Can The Can
Offices, classrooms and civic groups around the country are gearing up for their annual canned food drives. From now until the new year people will pile prepackaged, non-perishable food items in cardboard boxes and promptly forget about hunger and homelessness for the rest of the year.
Obviously, this is a generalization, and likely a bit unfair. But as the season of the can drive bears down on us, I have to wonder – is it time to can the can?
We need a new kind of food drive. One that helps build a sustainable infrastructure for healthy local food for everyone. One that is premised on valuing the land and the people in our community. One that is rooted in justice, not charity.
Can drives remind me a bit of the days after 9/11 when people asked what they could do to help heal our country, and George Bush told them to go shopping. Trying to address hunger by buying cheap food, often times heavily processed and full of preservatives (hence non-perishable), seems like a misguided solution that creates new kinds of problems. The cans, and the transportation it took to get them on store shelves as well as from boxes to shelters, amount to significant waste. And, in most cases the money spent on those non-perishables doesn’t stay in the local economy. It’s a consumer solution for a structural problem.

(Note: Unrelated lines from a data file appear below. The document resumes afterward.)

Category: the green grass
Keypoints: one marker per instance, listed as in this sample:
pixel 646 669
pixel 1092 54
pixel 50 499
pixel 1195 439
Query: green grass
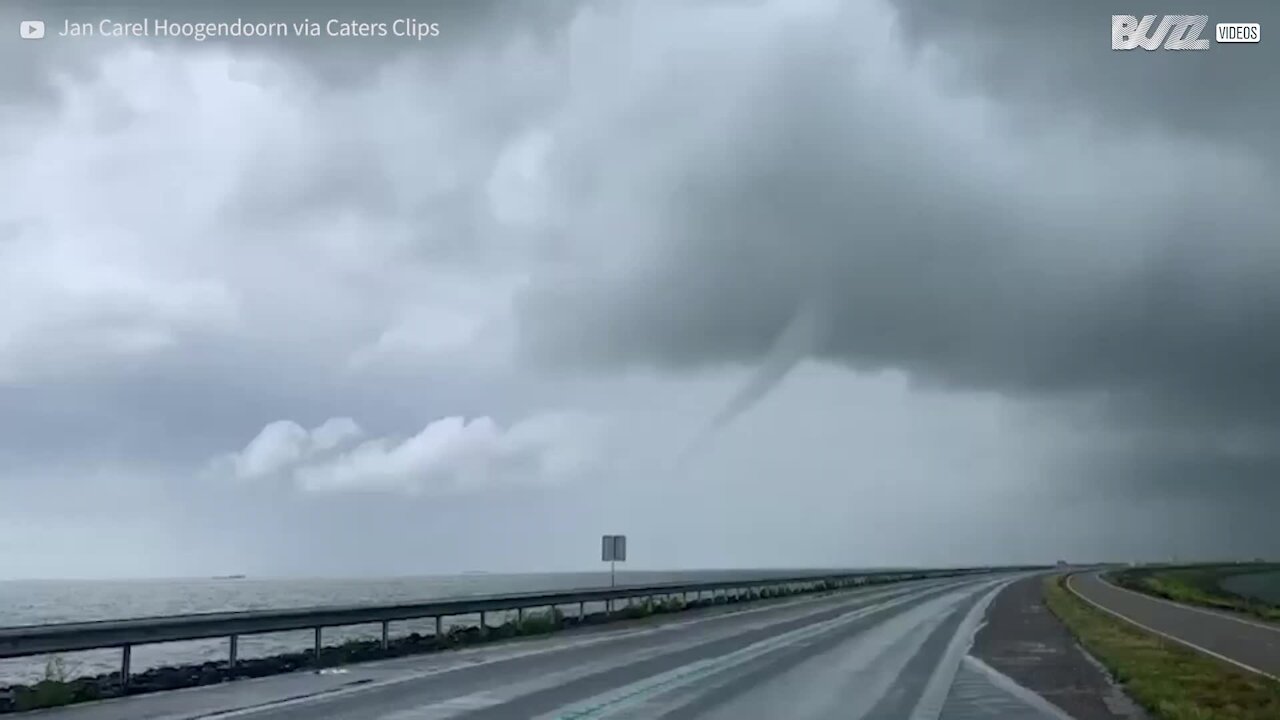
pixel 1200 584
pixel 1170 680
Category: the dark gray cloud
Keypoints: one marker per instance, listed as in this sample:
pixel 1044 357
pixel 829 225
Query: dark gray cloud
pixel 1096 254
pixel 1034 295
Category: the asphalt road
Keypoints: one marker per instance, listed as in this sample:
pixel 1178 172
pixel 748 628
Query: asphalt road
pixel 1251 645
pixel 891 652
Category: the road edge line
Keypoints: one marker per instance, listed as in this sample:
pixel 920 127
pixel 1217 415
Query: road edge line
pixel 1166 636
pixel 1224 615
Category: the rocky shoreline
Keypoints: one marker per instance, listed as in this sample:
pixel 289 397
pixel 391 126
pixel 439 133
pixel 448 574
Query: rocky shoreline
pixel 56 692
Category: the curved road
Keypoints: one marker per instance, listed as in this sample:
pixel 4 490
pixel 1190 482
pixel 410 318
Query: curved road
pixel 1246 643
pixel 894 652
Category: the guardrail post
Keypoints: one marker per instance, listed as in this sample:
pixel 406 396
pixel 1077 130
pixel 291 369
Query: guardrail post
pixel 126 656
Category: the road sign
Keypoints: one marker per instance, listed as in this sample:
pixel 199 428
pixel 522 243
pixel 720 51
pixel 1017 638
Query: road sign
pixel 613 548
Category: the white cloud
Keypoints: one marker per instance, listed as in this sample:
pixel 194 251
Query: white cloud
pixel 451 455
pixel 284 443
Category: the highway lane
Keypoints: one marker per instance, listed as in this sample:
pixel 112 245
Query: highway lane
pixel 888 652
pixel 1251 645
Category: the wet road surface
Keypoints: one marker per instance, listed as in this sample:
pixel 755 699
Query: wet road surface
pixel 891 652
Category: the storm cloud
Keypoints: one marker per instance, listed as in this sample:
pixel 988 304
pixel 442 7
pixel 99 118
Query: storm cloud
pixel 353 297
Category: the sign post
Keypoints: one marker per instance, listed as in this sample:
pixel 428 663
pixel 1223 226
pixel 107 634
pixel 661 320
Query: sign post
pixel 613 548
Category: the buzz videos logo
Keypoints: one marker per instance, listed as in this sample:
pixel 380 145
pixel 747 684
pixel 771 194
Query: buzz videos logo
pixel 1175 32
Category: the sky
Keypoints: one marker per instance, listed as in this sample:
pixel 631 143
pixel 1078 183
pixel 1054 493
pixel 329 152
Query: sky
pixel 758 283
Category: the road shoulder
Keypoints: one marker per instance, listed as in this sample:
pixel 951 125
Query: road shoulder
pixel 1024 641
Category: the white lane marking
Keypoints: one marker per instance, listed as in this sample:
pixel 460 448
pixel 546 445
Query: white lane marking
pixel 877 654
pixel 510 692
pixel 1168 637
pixel 448 709
pixel 1011 687
pixel 626 696
pixel 868 592
pixel 1192 607
pixel 935 695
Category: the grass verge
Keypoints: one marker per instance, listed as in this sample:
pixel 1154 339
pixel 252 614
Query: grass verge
pixel 1200 586
pixel 1170 680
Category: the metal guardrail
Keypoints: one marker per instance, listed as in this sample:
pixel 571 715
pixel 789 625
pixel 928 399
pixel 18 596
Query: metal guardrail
pixel 72 637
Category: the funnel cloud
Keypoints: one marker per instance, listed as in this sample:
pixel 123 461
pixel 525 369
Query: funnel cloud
pixel 796 341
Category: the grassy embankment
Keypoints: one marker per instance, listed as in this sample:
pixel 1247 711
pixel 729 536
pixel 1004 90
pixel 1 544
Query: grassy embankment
pixel 1170 680
pixel 1200 584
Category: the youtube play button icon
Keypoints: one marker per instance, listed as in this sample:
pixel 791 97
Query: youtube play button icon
pixel 31 30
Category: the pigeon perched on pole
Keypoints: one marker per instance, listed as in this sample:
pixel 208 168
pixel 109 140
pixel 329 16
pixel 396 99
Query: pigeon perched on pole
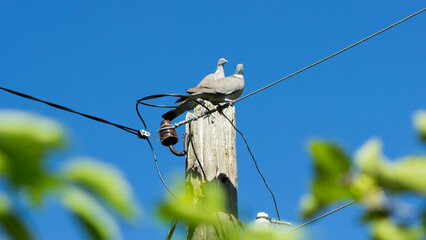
pixel 189 105
pixel 219 91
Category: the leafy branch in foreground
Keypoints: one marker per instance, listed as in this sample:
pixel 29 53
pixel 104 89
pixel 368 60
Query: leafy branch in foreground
pixel 84 186
pixel 381 185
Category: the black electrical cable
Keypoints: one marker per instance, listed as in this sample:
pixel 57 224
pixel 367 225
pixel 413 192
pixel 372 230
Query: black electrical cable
pixel 195 154
pixel 255 163
pixel 158 169
pixel 127 129
pixel 171 229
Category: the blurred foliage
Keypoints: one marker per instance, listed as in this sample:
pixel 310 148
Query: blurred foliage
pixel 208 208
pixel 106 182
pixel 419 120
pixel 85 186
pixel 91 214
pixel 376 181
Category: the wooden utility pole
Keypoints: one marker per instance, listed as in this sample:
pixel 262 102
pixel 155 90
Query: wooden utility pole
pixel 214 142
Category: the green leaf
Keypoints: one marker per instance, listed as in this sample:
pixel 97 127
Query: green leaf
pixel 406 174
pixel 332 180
pixel 11 223
pixel 97 222
pixel 269 232
pixel 106 181
pixel 195 210
pixel 387 229
pixel 25 140
pixel 419 120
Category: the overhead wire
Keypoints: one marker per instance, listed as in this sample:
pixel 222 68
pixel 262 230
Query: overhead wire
pixel 322 216
pixel 127 129
pixel 324 59
pixel 255 163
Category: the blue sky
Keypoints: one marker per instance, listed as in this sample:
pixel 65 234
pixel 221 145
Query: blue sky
pixel 99 57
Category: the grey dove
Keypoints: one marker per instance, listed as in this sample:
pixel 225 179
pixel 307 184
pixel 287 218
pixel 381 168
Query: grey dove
pixel 189 105
pixel 218 91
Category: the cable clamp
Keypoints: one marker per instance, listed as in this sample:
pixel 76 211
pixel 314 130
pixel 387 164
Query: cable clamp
pixel 273 220
pixel 143 134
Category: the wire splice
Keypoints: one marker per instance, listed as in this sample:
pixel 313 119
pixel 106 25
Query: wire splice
pixel 143 134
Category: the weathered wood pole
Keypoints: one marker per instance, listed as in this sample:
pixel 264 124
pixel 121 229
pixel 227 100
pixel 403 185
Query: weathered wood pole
pixel 214 141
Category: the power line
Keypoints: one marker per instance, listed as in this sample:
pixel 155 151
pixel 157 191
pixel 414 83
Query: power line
pixel 127 129
pixel 255 163
pixel 322 216
pixel 324 59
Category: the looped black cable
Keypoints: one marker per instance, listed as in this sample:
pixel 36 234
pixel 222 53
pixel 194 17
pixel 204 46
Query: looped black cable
pixel 141 101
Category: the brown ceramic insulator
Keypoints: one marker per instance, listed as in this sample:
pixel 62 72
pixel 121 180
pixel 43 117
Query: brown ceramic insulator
pixel 168 135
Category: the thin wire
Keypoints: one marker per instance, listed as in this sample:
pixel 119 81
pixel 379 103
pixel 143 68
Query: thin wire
pixel 171 229
pixel 303 69
pixel 322 216
pixel 195 154
pixel 158 169
pixel 127 129
pixel 324 59
pixel 257 167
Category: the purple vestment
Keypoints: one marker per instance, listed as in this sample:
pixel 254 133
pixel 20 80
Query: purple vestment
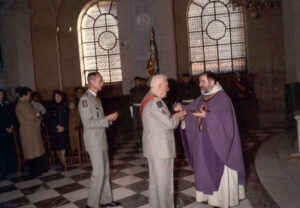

So what would a different kind of food drive look like? Chances are, it would look different for different people, which would be one of its strengths. Instead of the uniformity of collecting cans, the food drive could encompass a range of actions that leverages communities’ diverse strengths, and meets a diverse set of needs. It would engage people based on their unique interests, passions, and availability. And, it would require engagement in every season, not just around the holidays.

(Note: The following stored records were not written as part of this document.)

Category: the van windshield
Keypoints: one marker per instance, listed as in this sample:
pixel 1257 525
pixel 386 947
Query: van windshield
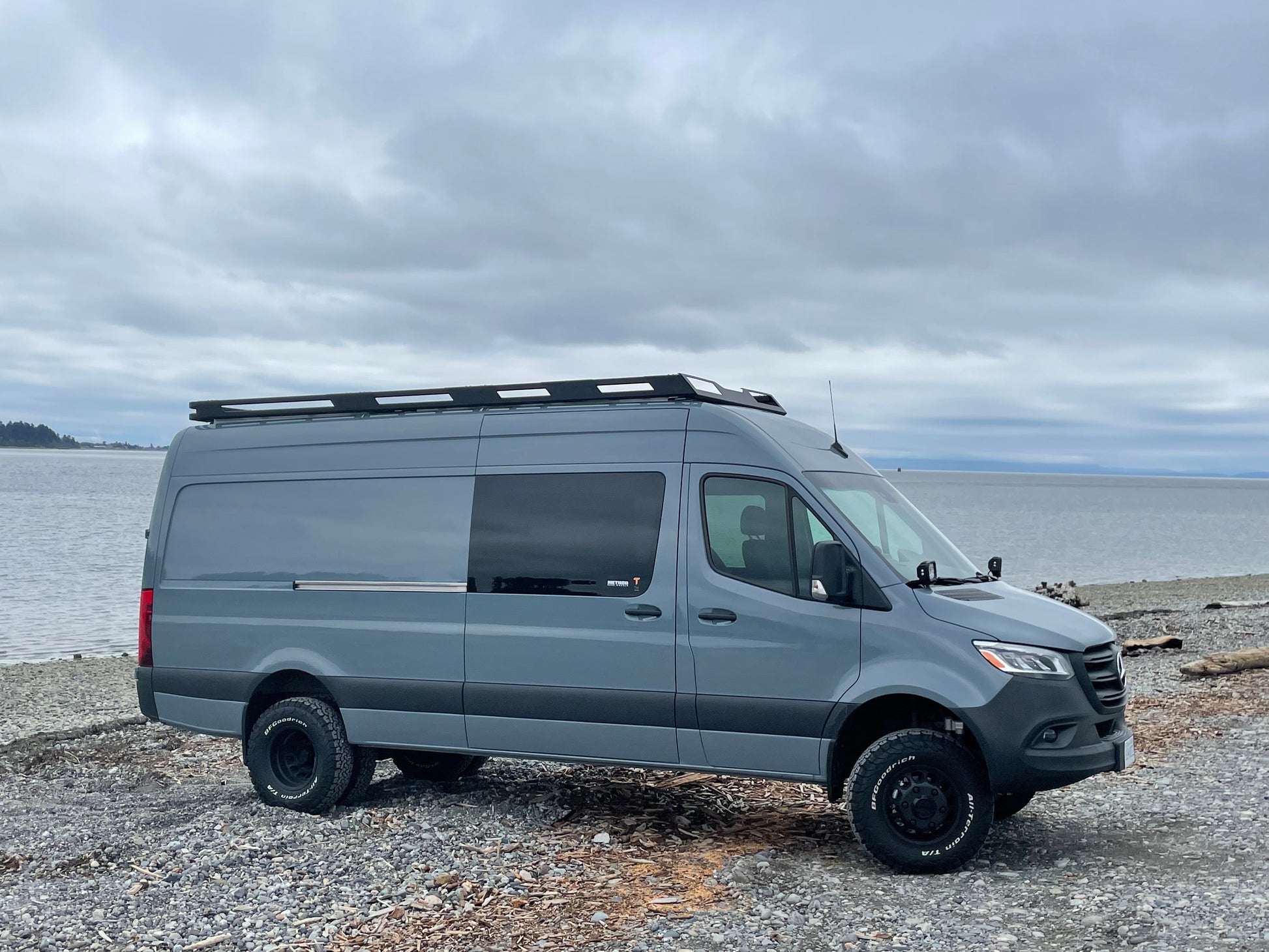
pixel 891 524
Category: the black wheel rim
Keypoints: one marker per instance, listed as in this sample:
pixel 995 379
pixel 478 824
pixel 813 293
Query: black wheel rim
pixel 293 758
pixel 921 804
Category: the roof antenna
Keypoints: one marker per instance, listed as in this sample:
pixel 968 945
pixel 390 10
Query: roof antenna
pixel 837 446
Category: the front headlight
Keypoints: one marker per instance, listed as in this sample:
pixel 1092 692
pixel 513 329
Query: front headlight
pixel 1026 661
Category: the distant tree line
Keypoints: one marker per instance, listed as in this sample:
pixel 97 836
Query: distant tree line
pixel 17 433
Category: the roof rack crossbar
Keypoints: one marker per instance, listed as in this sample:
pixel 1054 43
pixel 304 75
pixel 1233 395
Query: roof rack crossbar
pixel 668 386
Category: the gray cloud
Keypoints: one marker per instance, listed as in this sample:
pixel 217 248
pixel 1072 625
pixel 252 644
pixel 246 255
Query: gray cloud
pixel 1032 235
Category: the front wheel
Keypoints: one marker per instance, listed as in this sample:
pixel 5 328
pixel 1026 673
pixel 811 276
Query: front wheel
pixel 1009 804
pixel 920 801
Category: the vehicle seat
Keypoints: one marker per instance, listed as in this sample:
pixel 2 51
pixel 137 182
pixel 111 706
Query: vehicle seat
pixel 767 560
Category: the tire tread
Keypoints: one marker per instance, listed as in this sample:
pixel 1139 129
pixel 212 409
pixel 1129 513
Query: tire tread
pixel 912 740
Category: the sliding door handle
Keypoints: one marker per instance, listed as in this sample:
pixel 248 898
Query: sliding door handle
pixel 717 616
pixel 642 612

Some actions might include:
- Organizing a community root cellar.
- Teaching free classes on putting food by.
- Helping set up a community garden in an unused lot.
- Buying seeds for local farmers.
- Helping a local farmer or CSA plant in the spring or harvest in the summer and fall.
- Donate a CSA share to a local family or shelter.
- Host an Oxfam hunger banquet.
- Fighting for smart and sustainable development policy in your town.
- Support Food not Bombs and other similar organizations.
- Volunteering with your local land trust.
- Advocating for healthier, local school lunches.
- Educate your neighbors about local food.
- Start a community fund for the local shelter at your food coop.
- Help build connections between farmers and shelters.
- Create a restaurant network to support shelters.
- Organize a gleaning party.
There are innumerable examples. The key is that they are rooted in a community’s concrete needs and designed to give people access to healthy local foods and foster people’s capacity to sustain themselves. This new kind of food drive should be a drive to end hunger, not just satiate it.
That said, one piece of this effort will no doubt also include short term steps to provide food to those in need. None of this is meant to discount the vital work shelters are doing in our communities everyday. With the state of the economy and unemployment, the need to get food in the hands of people has never been so great. When you stock up for the office food drive, think about what you are buying. As best as possible, seek out high quality, healthy foods, and support local farmers and producers.
But don’t let it end there. Don’t dump you cans and never look back. For every can you donate this year, identify one longer term action you can take throughout the rest of the year to fight the causes of hunger in your community. Let this year’s food drive be the start of something, not the end.
Make your food drive a food fight. A fight for a healthy, just and sustainable future.